Sun 22 February 2009 Category: Linux

Debian Linux provides a mechanism to install the operating system without user intervention. This mechanism is called 'preseeding' and is similar to Red Hat Kick Start and Sun Solaris Jump Start.

The basic idea is that the installer is fed a recipe, according to which the system is installed. This recipe can be fed by a floppy, usb stick, cdrom, or through a web server over the network. To use such a recipe, just boot from a Debian CD-rom and issue the following command:

Floppy based: (you really shouldn't be using those anymore) 

Boot: auto file=/floppy/preseed.cfg

USB stick based:

Boot: auto file=/hd-media/preseed.cfg

Network based: 

Boot: auto url=http://internal.web.server.com/preseed.cfg

The only work you have to do is to create a preseed configuration file. This is really simple, since preseeding is well-documented and preseed configuration files are easy to understand.

d-i debian-installer/country string US 

d-i debian-installer/locale string en_US.UTF-8 

d-i mirror/country string manual 

d-i mirror/http/hostname string ftp.uk.debian.org 

d-i mirror/http/directory string /debian 

base-config apt-setup/hostname string ftp.uk.debian.org 

base-config apt-setup/directory string /debian

As you can see, it is just a text-based file that configures some variables that are used during installation. It is basically an answer file. Questions that are asked by the installer during installation are answered with the preseed file.

For a full example, take a look here. 

Very extensive documentation can be found here.
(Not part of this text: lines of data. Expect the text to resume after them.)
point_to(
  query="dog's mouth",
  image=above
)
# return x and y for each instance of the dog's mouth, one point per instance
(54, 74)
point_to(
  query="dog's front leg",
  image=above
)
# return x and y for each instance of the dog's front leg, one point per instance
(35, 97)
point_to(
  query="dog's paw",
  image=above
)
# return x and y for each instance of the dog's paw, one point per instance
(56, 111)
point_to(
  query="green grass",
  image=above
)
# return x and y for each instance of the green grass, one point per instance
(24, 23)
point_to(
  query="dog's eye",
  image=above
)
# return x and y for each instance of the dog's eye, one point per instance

A  minimal debian installation without support for X can be installed within 2.5 minutes, assuming a network-based installation (tested in VMware Workstation). 
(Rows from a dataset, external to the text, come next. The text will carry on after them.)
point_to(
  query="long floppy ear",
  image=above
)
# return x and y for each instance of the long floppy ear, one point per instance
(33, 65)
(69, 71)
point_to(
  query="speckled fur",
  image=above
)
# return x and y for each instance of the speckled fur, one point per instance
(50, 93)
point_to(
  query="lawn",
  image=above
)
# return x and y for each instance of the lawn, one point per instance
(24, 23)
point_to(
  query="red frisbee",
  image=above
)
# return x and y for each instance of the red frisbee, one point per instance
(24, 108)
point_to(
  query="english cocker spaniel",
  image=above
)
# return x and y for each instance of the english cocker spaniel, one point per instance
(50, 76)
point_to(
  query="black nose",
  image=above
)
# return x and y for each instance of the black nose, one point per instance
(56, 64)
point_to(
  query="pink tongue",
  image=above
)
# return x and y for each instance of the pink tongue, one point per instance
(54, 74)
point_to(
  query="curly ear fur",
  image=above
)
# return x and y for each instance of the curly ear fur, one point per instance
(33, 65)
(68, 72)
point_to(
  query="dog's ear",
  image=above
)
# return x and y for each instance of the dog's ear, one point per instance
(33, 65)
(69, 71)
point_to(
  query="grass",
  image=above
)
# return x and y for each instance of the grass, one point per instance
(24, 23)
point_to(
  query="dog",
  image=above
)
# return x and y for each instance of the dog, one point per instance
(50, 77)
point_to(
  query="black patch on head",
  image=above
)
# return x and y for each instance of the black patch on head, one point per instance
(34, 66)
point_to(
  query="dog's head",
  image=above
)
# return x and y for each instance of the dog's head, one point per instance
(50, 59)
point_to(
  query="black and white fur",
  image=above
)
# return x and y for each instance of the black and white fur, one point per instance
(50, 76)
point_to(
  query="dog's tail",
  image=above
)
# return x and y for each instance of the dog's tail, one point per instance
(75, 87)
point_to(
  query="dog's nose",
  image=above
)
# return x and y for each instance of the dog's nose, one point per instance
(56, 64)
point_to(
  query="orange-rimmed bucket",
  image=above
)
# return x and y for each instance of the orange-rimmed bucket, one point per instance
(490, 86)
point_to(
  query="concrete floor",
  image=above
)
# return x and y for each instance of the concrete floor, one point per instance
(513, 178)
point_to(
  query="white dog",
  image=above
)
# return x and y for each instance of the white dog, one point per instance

Please note that if your company uses Debian Linux not only for servers but also for desktops / laptops, preseeding is an ideal solution to provide your users with a new and fresh installation whenever they want. Users or sysadmins shouldn't be bussy manually installing these systems. 

I have implemented Debian Preseeding to create a fully unattended and automated installation of laptops, based on LUKS full disk encryption, which is supported by the Debian installer (!), with all required software installed. All additional software is installed with a custom installation framework based on shell-scripts. The installation framework makes sure that if anything goes wrong during installation, it is noticed. 

Unattended installation allows system administrators to quickly deploy new installations and guarantee that such installations are 100% correct. They rule out the human factor, which tends to introduce random errors. So take a look at Debian Preseeding and decide for yourself how useful it is.